If, by Rudyard Kipling
When Sam Zaro of Fort Lee died at nearly 95 on July 17, it marked the end of a quintessentially American
Jewish life.
It was a life that spanned almost all of the 20th century and reached well into this one, ranged from Poland through Newark and the Bronx to Bergen County, indirectly from World War I directly through World War II. It includes such New York-area institutions as Zaro’s Bakery – the family business that defined his adolescence – and Beefsteak Charlie’s – the 72-restaurant chain he founded.
It is a story of toughness and of love; of children and grandchildren who mourn his death but feel even more strongly blessed by his life. It is the story of a man who so inspired his grandchildren that one of them not only read Rudyard Kipling because of him – how many thirtysomethings have heard of that once-eminent Victorian poet? – but quotes him for the glimpses he sees there of his Yiddish-inflected grandfather.
It’s a story about moxie.
Zaro was born in Lublin, Poland, in 1919, the second of four children in a desperately poor family. His father, Joseph, who had fought for the Poles in World War I – and had shrapnel in his leg for the rest of his life to show for it – left for America when Sam was about 6. Five years later he had amassed enough money to have his family join him.

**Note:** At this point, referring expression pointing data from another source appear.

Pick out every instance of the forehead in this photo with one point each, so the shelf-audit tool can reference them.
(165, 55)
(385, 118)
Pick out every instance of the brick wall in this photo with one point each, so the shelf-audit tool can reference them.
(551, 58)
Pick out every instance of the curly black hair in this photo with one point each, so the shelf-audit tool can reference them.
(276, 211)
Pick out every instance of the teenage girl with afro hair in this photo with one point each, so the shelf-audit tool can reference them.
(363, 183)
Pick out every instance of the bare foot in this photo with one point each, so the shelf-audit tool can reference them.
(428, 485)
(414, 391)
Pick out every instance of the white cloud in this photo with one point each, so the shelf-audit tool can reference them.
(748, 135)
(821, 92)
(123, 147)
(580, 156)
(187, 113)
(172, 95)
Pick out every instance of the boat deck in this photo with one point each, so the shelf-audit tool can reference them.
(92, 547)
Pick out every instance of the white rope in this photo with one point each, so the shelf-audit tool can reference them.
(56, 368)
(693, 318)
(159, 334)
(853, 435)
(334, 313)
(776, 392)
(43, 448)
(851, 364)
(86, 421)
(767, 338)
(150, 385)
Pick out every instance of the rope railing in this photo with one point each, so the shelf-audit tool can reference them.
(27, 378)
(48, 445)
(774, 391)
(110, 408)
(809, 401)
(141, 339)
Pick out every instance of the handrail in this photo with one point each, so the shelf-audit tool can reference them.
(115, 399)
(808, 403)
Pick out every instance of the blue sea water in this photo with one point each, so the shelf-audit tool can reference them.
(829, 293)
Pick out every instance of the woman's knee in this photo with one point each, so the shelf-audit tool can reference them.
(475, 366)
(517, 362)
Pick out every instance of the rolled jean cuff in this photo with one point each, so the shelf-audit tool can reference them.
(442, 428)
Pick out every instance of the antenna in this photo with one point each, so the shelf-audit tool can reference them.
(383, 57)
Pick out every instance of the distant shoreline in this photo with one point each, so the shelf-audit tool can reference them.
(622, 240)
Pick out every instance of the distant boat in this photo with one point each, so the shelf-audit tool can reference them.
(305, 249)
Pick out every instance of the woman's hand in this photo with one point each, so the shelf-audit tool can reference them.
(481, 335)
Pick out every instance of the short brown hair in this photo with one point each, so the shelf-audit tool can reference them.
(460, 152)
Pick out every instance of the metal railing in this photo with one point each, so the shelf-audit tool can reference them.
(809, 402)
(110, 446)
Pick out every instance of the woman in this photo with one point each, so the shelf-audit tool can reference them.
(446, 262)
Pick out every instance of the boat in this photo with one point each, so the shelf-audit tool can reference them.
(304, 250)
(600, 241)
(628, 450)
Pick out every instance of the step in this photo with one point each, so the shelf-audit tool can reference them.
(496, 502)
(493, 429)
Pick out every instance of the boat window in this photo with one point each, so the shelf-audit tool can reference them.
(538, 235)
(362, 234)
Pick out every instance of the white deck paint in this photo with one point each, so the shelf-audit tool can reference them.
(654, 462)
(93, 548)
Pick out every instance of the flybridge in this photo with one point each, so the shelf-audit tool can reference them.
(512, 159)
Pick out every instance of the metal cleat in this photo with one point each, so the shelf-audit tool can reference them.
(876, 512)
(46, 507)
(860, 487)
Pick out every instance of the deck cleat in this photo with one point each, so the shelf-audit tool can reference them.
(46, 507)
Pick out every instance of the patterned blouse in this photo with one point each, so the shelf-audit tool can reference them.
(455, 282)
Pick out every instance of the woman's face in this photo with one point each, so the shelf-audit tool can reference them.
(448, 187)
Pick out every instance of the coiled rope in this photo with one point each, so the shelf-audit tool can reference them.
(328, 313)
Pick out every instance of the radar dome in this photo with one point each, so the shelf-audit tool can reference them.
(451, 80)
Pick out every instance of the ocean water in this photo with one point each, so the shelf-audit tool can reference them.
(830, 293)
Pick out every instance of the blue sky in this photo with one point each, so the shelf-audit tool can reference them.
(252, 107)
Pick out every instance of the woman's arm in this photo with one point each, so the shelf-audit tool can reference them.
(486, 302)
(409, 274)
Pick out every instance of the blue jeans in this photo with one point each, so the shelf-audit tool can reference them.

The family settled in Newark. The Zaros were a poor family in a poor neighborhood; the family had a business, but it barely supported them. The business, a bakery, was called Zaro’s; the family name was Zarobchyck, but that was a time “when you would name your store with your surname, and it’s quite a long surname,” Sam Zaro’s son, Jerry, said. “So they used only the first four letters.” Eventually, the informal change was made legal.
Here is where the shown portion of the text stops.